Скарбек вскочил и бросился к нему с бутылкой в руке, он как раз собрался налить еще по одной. Юзек вздрогнул, ему почудилось, что ему угрожают. Роман швырнул бутылку в центр огромного стола. Водка, булькая, побежала ручейком мимо старинных ружей и сабель, к самому краю стола, и закапала на пол. Скарбек какое-то время смотрел, как по столу растекалась огромная лужа. Наконец он поднял голову и взглянул в лицо Юзека. Крестьянская хитрость в глазах, но никакой злобы. Губы и подбородок — мягкие, вид легкомысленный и хвастливый. Нос — в верхней части как у Аполлона, а внизу — картошкой. Щеки приплюснутые. На голове копна волос, как водится, белокурых. И убежден в том, что на свете нет никого благороднее поляка. И готов сейчас с бодростью вернуться назад в штольню и принести всем радостную весть, что евреев можно прикончить. Он не видит в этом ничего особенного и ничего плохого, хотя по натуре и эмоционален.
— Скажи людям, что этот дом принадлежит мне и каждый, кто в нем находится, мой гость. Скажи им, что мы, Скарбеки, относимся к гостеприимству чертовски серьезно. И скажи этому тупому мужичью, что я постоянно действую в согласии с правительством и в каждом пункте следую его приказам. Если в мое отсутствие что-либо произойдет, я тебя прикончу, Юзек. Можешь идти!
Это все нервы, никуда не годятся, подумал Роман, когда Юзек вышел. Или еще один из неожиданных сюрпризов наследства, вроде тех векселечков или обещаний, которые папочка рассыпал по всему белу свету. Когда из-за рубежа приходила почта, то с ней наверняка приходило и напоминание от какого-нибудь метрдотеля из Хендея
С тех пор как он вернулся, он хотел привести в порядок этот зал, но даже и этого не сделал. Все заботился о народе, об этих плебеях. Они хотят быть среди своих, только в избранном обществе! Да, они гнулись при любых господах, впрягались в любое ярмо! В этой стране бунтовали только мы, шляхтичи, подумал он, народ никогда. Ведь нас изгоняли и ссылали в Сибирь, не народ же. Пиявки. Я не должен уезжать. Произойдет несчастье. Я смогу помешать этому, если останусь здесь.

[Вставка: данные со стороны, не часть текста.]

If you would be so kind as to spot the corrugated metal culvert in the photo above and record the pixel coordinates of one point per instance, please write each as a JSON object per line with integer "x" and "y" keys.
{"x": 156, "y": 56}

Но ему необходимо в город, нужно достать денег. Содержание этих людей дорого обходилось ему. А предков можно было сейчас хорошо продать. Нувориши с черного рынка охотно вешали такие портреты в своих домах. Легкомысленная прапрабабка пусть тут остается. Новоявленных бородатых господ она не обескуражит.
Он снял со стены портреты Скарбеков, столбом поднялась пыль и медленно осела на пол. За портретом своего предка Казимира он обнаружил письмо. Крупным почерком были исписаны две страницы. Но то было всего лишь несколько фраз, смесь польского с французским. «С биением сердца ожидаем мы великую и чудную весть. Мы больше не живем — я, например, отправил весь свой багаж. Он наверняка уже в Дрездене. Ах, вы мои дорогие, на сей раз все получится, мы все это чувствуем, Польша будет свободной навсегда. O ma patrie! Ojczyzno moja!» И так дальше, все в таком экзальтированном духе. Письмо, написанное больше ста десяти лет назад, было отправлено из Парижа, возможно опоздав даже и тогда, и пришло, когда адресат уже сидел в варшавской крепости. Потом его отправили под конвоем в Россию, судили там и сослали в Сибирь. Оттуда он привез шесть лет спустя дневник, в котором описывал исключительно только одну охоту за другой. Так до конца и осталось невыясненным, сколько байстрюков — троих или четвертых — оставил там после себя их предок. Чем старше он становился, тем многочисленнее становилось в его воспоминаниях оставленное им в Сибири потомство.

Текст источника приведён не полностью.